Na última sexta-feira (06/11), retomamos o grupo de estudos do laboratório de pesquisa que coordeno. Até este momento da pandemia, realizamos apenas encontros de trabalho para continuar ou concluir projetos que aconteciam presencialmente até março. Foi revigorante voltar a discutir temas sem relação direta com tarefas em andamento. Esses momentos são centrais na formação de todos no laboratório, na medida em que textos específicos sobre “design” são exceções no cardápio.
Começamos pela leitura de “O intelectual e a universidade estagnada”, pronunciamento realizado por Milton Santos em 1997, quando recebeu o título de Professor Emérito da Faculdade de Filosofia, Letras e Ciências Humanas da Universidade de São Paulo (USP).
Eu fiz vestibular no ano do pronunciamento e a primeira leitura ocorreu quase duas décadas depois (~2015). A concepção de intelectual independente abordada no texto é uma bússola para muitas escolhas que faço. Meu objetivo com o debate foi pensar o papel das universidades e de laboratórios como o nosso no momento atual.
Entre os membros do Loop, a maioria na graduação em design, certos apontamentos do autor provocaram reflexões sobre a hierarquia entre áreas, cursos e saberes acadêmicos na universidade, bem como entre diferentes atores da comunidade acadêmica - estudantes, professores, técnicos educacionais e administração central.
Milton Santos (p.17) defendeu que
A universidade, aliás, é, talvez, a única instituição que pode sobreviver apenas se aceitar críticas, de dentro dela própria, de uma ou outra forma. Se a universidade pede aos seus participantes que calem, ela está se condenando ao silêncio, isto é à morte, pois seu destino é falar.

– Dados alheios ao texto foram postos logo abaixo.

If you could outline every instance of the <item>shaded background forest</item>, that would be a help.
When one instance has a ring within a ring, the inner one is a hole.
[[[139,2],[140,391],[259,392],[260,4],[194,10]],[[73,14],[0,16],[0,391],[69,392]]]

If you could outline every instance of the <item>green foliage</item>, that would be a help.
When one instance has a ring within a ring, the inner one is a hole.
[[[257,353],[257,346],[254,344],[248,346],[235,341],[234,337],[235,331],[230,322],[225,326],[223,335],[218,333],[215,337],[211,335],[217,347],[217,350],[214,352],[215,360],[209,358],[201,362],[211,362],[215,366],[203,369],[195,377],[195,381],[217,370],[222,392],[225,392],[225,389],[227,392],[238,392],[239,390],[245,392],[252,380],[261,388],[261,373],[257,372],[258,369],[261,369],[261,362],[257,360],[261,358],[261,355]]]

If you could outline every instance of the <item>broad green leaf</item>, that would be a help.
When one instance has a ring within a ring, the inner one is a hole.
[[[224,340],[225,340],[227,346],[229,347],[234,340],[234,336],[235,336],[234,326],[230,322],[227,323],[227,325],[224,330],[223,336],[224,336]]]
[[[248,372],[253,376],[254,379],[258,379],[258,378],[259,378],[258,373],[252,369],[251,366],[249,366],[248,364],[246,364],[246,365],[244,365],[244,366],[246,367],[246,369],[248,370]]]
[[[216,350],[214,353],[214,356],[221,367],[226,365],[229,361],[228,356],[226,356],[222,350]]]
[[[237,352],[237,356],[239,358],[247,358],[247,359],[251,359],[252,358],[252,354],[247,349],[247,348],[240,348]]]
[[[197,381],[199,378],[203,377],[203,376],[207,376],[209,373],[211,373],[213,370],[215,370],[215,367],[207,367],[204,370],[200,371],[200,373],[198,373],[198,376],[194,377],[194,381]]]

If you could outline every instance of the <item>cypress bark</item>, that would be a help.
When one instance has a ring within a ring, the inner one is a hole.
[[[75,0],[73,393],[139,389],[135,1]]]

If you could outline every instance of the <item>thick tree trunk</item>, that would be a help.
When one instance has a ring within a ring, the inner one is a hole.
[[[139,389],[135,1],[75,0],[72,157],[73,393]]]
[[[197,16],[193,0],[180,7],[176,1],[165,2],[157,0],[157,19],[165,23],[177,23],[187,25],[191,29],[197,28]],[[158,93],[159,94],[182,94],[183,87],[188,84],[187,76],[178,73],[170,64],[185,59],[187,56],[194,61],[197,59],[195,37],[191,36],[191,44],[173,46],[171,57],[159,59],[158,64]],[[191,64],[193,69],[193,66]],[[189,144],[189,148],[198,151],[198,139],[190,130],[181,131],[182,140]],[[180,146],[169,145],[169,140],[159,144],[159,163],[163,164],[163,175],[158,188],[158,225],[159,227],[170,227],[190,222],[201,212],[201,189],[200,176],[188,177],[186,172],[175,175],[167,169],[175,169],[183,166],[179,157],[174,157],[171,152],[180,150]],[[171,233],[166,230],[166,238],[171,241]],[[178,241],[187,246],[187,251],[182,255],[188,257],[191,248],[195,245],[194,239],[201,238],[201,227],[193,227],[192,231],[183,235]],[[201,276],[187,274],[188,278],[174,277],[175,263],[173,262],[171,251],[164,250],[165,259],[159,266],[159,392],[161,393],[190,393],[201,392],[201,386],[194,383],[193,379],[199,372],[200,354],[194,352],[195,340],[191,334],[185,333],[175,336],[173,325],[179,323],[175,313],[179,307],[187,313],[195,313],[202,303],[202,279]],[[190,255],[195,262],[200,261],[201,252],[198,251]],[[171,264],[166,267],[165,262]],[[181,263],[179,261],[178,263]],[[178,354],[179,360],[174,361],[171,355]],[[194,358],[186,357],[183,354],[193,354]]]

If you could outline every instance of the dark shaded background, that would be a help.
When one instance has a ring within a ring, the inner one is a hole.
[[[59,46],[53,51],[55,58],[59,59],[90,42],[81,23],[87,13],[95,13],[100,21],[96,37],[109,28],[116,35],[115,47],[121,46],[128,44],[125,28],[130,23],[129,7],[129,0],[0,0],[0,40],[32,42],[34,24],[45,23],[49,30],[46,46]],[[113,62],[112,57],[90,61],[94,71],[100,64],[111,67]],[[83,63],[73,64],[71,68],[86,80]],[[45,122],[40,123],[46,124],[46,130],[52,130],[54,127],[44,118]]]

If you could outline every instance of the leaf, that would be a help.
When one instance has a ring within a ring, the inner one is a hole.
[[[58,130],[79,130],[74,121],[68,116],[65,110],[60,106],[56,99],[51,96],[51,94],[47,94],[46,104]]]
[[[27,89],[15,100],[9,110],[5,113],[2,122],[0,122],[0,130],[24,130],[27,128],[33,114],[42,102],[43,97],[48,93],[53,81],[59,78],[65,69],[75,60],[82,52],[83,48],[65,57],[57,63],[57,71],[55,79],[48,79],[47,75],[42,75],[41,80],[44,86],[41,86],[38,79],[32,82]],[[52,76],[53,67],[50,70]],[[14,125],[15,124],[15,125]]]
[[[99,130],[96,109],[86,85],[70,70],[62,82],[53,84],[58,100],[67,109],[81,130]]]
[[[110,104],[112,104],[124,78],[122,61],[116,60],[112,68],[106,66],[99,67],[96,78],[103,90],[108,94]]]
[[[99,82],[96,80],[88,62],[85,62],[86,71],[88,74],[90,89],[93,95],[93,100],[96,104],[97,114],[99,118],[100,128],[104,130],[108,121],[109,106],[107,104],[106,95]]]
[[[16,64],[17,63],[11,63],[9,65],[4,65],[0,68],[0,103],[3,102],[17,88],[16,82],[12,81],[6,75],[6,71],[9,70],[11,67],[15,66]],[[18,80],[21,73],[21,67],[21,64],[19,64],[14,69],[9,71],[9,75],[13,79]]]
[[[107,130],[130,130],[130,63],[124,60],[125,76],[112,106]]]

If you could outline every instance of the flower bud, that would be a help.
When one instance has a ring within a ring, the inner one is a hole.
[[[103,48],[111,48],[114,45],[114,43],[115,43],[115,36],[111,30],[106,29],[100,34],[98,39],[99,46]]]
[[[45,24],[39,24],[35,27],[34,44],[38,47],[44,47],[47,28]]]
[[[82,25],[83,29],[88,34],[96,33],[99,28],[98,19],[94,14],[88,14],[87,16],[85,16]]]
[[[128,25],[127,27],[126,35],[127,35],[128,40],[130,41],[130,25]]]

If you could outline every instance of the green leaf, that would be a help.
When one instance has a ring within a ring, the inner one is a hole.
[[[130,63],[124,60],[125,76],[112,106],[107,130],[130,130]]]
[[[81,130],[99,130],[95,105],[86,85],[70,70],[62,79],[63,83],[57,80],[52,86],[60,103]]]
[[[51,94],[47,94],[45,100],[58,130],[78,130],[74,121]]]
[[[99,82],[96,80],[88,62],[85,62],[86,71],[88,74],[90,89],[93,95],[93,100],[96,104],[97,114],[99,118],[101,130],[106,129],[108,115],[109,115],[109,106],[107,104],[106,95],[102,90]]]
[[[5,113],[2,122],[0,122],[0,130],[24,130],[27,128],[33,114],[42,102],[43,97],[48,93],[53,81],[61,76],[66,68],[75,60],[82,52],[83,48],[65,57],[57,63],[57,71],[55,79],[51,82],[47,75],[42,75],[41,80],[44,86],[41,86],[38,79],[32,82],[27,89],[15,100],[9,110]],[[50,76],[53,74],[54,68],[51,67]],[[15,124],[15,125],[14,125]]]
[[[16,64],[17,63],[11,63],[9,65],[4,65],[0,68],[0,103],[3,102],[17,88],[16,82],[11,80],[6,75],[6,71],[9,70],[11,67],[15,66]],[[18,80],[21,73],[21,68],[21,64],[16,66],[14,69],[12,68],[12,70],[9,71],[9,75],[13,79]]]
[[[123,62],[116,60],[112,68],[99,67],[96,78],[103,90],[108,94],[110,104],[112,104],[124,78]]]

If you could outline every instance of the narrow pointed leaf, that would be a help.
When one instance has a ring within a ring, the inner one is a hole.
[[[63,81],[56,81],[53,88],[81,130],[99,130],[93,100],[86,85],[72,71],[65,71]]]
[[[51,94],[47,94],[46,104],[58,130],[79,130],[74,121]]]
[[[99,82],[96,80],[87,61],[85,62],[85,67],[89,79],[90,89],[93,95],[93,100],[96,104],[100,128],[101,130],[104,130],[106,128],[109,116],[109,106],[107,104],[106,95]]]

Os estudantes argumentaram que, dependendo de sua “posição” na hierarquia (p.ex. estudantes ou professores de design versus medicina; ou humanidades versus exatas e saúde), suas críticas não serão ouvidas nem consideradas. Os relatos incluíram experiências em cursos de áreas afins em outras instituições, evidenciando a falta prestígio institucional dos cursos “menores”. A precariedade nesses cursos decorreria da assimetria no tratamento dado pela instituição, como no caso da crise do orçamento da Ufes (2019): Centro de Artes no calor, Centro Tecnológico no ar condicionado.
Certamente, esta pode não ser a realidade de outras instituições públicas e privadas do país. No nosso caso, a caminhada pelo campus de Goiabeiras seria suficiente para sustentar o argumento da posição desprestigiada.
Esta posição teria encarnações fora dos muros da universidade, pois os estudantes citaram a falta de reconhecimento social ao investimento que fazem para se formarem designers. Empregadores e familiares desconheceriam e seriam indiferentes à função social do profissional de design. Estas reclamações são anteriores à minha graduação (1998-2003) e infelizmente persistem, apesar do crescente furor do design no mercado.
Pode-se fazer exercícios especulativos para entender a perspectiva dos estudantes: em momentos de crise ou bonança, quais são as formações dos atores convocados para colocarem suas especialidades à serviço da comunidade? Representatividade é importante para todo profissional em formação.
Por fim, as avaliações sobre as possibilidades reais de crítica à universidade e na universidade são essenciais, especialmente considerando a percepção de estudantes que ingressaram por políticas de inclusão social. Há resultados positivos documentados da ampliação do acesso ao ensino superior no Brasil, mas precisamos discutir a qualidade desta inclusão e o quanto as hierarquias universitárias estão dispostas a mudar frente às críticas e aspirações dos “novos” ingressantes.
O curso de design é elitizado. Parafraseando Milton Santos, é internacional em vez de universal: norteado por nomes, escolas e movimentos importados; dependente de aplicações monopolísticas de empresas como Adobe, cujo cenário de uso “ideal” envolve computadores inacessíveis da Apple; e formando pessoas segundo abordagens colonizadoras como design thinking.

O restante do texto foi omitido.